En effet le taux de mortalité reste très variable. Certain rapports précoces ont évoquéchez un taux de mortalité de 8 a 15% les personnes âgées infectées dans la province chinoise du Hubei. Le taux de mortalité est accru chez les patients présentant déjà d’autres pathologies associées et qui développent des symptômes pulmonaires sévères. En dehors de la région chinoise du Hubei ou le virus à débuté son histoire, le taux de mortalité ne semble pas plus élevé qu’un ou deux pour-cent.

Pour l’instant, encore très peu de tests ont été conduits car les recommandations étaient de réserver les tests aux personnes symptomatiques revenant de pays considérés comme ayant une épidémie, en particulier la Chine, ou ayant été en contact avec une personne infectée. Par exemple aux Etats-Unis, moins de 500 tests ont été réalisés. Le test utilise un prélèvement nasopharyngé ou idéalement un prélèvement pulmonaire, qui subiront une recherche par réaction en chaine par polymérase (PCR).

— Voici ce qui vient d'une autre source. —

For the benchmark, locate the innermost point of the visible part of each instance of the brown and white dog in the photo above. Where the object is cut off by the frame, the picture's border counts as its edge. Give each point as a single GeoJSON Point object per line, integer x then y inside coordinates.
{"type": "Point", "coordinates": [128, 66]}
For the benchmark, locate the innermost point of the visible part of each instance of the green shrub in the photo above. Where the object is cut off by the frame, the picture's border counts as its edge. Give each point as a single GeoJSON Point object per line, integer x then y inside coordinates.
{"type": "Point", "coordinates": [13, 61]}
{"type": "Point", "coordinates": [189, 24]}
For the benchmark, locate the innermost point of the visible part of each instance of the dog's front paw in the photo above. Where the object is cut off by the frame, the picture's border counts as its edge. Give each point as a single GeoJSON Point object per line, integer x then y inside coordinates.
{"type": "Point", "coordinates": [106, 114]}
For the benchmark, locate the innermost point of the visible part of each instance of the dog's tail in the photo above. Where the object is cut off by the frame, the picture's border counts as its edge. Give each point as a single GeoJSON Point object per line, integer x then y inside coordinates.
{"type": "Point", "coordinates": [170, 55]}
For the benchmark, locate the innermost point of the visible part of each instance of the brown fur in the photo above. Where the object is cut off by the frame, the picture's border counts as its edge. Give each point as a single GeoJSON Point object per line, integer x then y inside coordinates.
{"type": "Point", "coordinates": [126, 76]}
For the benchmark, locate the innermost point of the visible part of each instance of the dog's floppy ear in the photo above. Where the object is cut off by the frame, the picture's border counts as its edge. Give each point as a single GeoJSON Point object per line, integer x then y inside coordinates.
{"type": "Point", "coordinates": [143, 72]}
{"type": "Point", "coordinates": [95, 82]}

Le traitement est celui de toute infection pulmonaire virale avec des soins supportifs et si nécessaire une oxygénation. Les corticoides ne sont pas recommandés. Le remdesivir est utilisés dans des essais cliniques . L’association lopinavir/ritonavir, suite à des tests chez l’animal, est également en essai clinique. En Chine, la favilavir, un médicament de la grippe commune est approuvé pour des essais cliniques. Plus de 100 essais cliniques sont actuellement en cours. Par ailleurs plus de 11 candidats vaccins sont en développement, et le National Institute of Health Américain débutera un essai de phase 1 en mars 2020.

Il est recommandé aux soignants de porter un ensemble de protections, des gants, des lunettes, un masque et un respirateur N95 (recommandation du CDC américain). S’il est également recommandé d’isoler les patients confirmés, le manque de pièces ventilées dans la plupart des hôpitaux rendent ces recommandations difficiles à respecter. A noter que le port du masque chez les personnes saines n’est absolument pas recommandé.

Les mises en quarantaines restent discutables en terme d’efficacité. S’il est actuellement commun de penser que les restrictions de déplacement imposées par le gouvernement Chinois ont pu ralentir la dissémination, celle du paquebot de croisière Diamond Princess, imposée par le gouvernement Japonais a conduit nombre de personnes vers une infection certaine. 

Sources 

COVID-19—New Insights on a Rapidly Changing Epidemic, Carlos del Rio, Preeti N. Malani, JAMA. Published online February 28, 2020.